Publishing its results for the 53 weeks to 30 March, a day later than planned as it said they were so complicated, the parent-focused retailer reported a 29% reduction in losses before tax from continuing operations to £66.6mln, even though revenues shrank by 11.5% to £513.8mln.
Mothercare saw its UK like-for-like (LFL) sales fall by 8.9%, compared to a 0.6% increase in teh previous year, with UK sales down 11.8% and its losses cut by 10%. The group said its international shops showed signs of recovery, with sales down 0.3% in constant currency compared to a 5.7% fell the year before, while adjusted profit before tax and forex revaluations were almost flat.
In the past year, Mothercare closed 30% of its UK store space, completed a £117.5mln refinancing, sold the Early Learning Centre for £11.5mln and offloaded its head office for £14.5mln, helping chop net debt back to £6.9mln from £44.1mln a year earlier.
Chief executive Mark Newton-Jones, who was sacked last year but brought back after a change of mind and after the group changed its chairman, commented: “We have achieved a huge amount this year, refinancing, restructuring and reorganising Mothercare to ensure a sustainable future for the business. The majority of that work is now done.”
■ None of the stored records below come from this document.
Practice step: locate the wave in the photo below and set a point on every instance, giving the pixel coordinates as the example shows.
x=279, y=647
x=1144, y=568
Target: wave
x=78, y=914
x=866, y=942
With a slimmed down estate of 79 UK shops, slimlined organisational structure and a new product sourcing deal to cut the cost base by £25mln, Newton-Jones said the next phase of the transformation plan is to "develop Mothercare as a global brand", while improving the UK's online proposition with enhanced credit options and more exclusive products.
“In the early stages of this financial year, we are seeing some improving UK trends as we continue to rebuild to be the specialist retailer for parents and young children.”
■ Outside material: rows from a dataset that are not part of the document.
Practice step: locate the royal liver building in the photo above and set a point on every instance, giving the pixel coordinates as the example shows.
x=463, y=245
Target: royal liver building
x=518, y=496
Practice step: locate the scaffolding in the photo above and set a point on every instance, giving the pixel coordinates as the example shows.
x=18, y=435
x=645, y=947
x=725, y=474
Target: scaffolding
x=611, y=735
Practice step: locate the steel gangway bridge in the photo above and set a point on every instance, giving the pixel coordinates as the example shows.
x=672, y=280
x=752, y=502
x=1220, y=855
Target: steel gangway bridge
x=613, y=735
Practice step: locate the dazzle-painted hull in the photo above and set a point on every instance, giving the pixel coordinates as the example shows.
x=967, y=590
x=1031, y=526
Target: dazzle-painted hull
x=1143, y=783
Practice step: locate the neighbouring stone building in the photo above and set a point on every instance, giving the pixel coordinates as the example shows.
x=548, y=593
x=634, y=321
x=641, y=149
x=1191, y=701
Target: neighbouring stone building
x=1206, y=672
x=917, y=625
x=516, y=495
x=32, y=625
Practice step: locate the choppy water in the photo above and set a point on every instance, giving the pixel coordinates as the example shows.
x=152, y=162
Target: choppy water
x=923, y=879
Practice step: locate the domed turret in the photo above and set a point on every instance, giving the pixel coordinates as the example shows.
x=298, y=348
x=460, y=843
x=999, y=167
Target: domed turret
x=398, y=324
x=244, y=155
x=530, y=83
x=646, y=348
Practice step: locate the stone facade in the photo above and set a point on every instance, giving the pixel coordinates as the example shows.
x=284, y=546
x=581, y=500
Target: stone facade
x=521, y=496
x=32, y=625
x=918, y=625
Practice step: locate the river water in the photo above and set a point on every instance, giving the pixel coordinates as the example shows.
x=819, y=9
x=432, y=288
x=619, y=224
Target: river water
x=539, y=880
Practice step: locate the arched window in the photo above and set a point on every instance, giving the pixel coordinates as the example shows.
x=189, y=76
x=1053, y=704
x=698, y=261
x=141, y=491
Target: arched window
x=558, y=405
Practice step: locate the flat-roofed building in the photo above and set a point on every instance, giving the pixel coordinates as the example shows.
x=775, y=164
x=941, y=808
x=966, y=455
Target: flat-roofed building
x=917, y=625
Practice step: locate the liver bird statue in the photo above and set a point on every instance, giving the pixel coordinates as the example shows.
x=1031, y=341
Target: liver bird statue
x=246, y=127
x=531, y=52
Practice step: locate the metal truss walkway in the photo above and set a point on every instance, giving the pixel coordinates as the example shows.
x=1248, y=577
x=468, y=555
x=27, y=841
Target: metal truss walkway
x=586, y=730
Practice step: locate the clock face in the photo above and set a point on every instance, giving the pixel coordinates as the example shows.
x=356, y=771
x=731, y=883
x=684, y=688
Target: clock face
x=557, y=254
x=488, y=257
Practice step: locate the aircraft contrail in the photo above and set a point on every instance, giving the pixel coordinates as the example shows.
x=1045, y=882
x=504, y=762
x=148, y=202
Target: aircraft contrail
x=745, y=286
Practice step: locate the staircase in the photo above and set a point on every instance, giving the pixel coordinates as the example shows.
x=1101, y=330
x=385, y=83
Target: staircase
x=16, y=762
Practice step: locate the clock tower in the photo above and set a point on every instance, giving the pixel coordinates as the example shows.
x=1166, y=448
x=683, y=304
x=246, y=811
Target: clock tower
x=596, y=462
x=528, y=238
The CEO also noted that the board was “exploring ways to supplement our working capital needs” while minimising equity dilution, and said it remains on target to meet consensus forecasts for the current financial year.
Broker Shore Capital hailed the efforts at transformation that now gave "the room to focus upon operations" and said with lower leverage plus the better than expected cost reduction, any improvement in trading should see a strong improvement in cash flow and earnings.
"Whilst we cannot discount the poor continuing UK trading, particularly now as it is set against highly favourable comparatives, progress on this front is likely to dictate market sentiment towards the group’s shares. We have hope but at the moment such an emotion continues to be based on fumes," the analysts said in a note to clients.
Mothercare shares shot up to a nine-month high in early trading on Friday but by mid morning had slipped back from that peak to 22.7p, a rise of 11%.